From Hard Refusals to Safe-Completions: Toward Output-Centric Safety Training
Yuan Yuan, Tina Sriskandarajah, Anna-Luisa Brakman, Alec Helyar, Alex Beutel, Andrea Vallone, Saachi Jain
TL;DR
This work reframes LLM safety from a binary refusal boundary to an output-centric safe-completion paradigm, aiming to maximize safe usefulness. It introduces a two-stage SFT-RL training pipeline where outputs are scored by a composite reward that penalizes unsafe content and rewards helpful, policy-compliant completions, including safe redirection for dual-use prompts.
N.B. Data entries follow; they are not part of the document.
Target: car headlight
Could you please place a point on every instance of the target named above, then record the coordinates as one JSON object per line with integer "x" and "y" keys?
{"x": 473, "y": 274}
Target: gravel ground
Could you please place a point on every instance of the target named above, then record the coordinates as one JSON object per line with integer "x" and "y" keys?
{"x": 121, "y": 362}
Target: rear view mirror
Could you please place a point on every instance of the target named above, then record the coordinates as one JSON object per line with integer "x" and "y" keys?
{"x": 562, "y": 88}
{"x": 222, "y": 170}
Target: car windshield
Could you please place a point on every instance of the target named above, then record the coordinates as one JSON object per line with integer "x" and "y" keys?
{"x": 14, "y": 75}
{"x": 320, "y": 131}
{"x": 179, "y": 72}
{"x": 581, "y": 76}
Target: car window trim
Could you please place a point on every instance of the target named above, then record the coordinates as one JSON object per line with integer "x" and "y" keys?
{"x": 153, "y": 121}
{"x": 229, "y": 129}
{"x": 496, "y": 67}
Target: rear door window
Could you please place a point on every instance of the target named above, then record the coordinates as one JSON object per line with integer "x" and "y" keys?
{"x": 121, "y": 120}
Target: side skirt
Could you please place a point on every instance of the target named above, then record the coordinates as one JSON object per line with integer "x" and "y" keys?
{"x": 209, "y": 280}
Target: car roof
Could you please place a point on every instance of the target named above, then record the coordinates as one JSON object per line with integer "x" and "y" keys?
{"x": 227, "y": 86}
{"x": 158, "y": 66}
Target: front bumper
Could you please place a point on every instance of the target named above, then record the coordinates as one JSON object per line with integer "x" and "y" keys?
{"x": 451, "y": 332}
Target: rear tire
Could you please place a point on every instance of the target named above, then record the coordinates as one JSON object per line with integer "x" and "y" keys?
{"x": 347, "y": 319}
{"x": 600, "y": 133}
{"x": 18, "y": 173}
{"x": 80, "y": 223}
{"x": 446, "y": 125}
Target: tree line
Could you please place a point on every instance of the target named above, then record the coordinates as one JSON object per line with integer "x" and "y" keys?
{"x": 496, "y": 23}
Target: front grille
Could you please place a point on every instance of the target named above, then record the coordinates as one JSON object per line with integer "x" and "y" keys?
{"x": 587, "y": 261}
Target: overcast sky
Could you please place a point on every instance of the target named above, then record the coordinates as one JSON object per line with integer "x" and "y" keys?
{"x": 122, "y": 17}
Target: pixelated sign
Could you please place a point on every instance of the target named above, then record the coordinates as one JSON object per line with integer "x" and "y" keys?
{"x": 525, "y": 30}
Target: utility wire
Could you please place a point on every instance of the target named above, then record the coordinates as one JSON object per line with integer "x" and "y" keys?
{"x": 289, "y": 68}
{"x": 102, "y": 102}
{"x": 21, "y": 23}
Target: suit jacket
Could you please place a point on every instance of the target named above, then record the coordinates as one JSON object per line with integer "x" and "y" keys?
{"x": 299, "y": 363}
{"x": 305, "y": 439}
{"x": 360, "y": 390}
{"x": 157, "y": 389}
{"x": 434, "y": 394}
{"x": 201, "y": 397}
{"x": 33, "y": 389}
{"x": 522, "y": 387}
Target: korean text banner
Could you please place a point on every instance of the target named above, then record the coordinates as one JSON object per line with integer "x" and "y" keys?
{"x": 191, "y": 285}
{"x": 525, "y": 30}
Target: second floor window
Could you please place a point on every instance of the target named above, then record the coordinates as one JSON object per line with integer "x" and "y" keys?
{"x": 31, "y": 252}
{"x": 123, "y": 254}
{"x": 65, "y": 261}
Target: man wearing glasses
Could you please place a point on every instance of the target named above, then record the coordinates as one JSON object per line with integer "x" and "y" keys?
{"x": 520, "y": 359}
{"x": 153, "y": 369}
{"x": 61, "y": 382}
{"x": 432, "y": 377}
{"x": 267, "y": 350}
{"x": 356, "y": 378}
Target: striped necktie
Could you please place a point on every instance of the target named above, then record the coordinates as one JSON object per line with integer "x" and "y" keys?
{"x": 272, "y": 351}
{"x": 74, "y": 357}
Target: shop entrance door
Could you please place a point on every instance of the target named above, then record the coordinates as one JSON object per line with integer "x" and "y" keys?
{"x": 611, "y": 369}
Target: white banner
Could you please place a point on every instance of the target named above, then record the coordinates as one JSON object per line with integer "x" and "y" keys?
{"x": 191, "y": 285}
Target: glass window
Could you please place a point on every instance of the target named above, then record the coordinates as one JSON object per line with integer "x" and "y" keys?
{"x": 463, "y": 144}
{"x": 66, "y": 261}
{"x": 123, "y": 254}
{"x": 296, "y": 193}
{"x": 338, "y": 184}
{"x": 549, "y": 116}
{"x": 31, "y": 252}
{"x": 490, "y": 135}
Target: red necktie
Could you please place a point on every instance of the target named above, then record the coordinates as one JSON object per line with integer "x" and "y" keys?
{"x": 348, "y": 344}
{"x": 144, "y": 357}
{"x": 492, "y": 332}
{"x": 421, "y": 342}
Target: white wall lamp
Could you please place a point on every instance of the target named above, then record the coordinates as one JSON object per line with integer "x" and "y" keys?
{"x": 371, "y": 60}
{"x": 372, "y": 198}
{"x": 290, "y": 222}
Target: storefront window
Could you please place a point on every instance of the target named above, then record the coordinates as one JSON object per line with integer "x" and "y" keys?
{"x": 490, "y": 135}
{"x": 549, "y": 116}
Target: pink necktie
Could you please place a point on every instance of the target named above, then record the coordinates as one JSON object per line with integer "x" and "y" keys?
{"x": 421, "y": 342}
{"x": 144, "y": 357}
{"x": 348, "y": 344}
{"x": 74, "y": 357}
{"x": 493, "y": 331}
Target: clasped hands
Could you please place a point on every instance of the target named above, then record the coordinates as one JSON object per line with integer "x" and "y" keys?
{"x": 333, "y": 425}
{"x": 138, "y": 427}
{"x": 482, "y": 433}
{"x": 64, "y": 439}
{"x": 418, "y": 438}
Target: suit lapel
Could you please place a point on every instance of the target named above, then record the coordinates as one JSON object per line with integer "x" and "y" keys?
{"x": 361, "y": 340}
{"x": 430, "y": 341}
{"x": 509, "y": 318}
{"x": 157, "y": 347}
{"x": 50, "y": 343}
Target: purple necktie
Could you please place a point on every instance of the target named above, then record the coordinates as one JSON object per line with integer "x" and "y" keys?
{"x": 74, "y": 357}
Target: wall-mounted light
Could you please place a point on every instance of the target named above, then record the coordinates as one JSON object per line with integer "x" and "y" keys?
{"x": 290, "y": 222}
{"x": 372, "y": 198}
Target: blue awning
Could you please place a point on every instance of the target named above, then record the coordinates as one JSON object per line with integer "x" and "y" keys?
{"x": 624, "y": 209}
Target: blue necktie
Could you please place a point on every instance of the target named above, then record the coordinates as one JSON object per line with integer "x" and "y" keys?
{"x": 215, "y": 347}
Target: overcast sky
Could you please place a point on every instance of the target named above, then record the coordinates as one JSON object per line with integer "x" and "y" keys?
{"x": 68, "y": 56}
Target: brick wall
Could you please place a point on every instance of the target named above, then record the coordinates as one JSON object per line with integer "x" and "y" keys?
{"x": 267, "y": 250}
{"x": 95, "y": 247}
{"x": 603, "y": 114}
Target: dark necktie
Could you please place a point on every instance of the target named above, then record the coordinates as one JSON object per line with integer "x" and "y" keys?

Across controlled and production experiments with GPT-5, safe-completions reduce severe safety failures and substantially boost helpfulness, particularly for dual-use and malicious prompts, with robust human validation. A biosecurity case study and broad human evaluation demonstrate that safe-completion yields safer yet more helpful responses, suggesting a scalable path to safer deployment of increasingly capable reasoning models.
Abstract
Large Language Models used in ChatGPT have traditionally been trained to learn a refusal boundary: depending on the user's intent, the model is taught to either fully comply or outright refuse. While this is a strong mitigation for explicitly malicious prompts, focusing safety training on refusals can lead to brittleness for prompts with obscured user intent. Binary refusal boundaries are especially ill-suited for dual-use cases (such as biology or cybersecurity), where a user request can be answered safely at a high level, but in some cases can lead to malicious uplift if sufficiently detailed or actionable. As an alternative, we propose safe-completions: a safety-training approach that centers on the safety of the assistant's output, rather than a binary classification of the user's intent. Safe-completions seek to maximize helpfulness within the safety policy's constraints. We incorporated this approach into GPT-5 and find that across both production comparisons and internally controlled experiments, safe-completion training improves safety (especially on dual-use prompts), reduces the severity of residual safety failures, and substantially increases model helpfulness.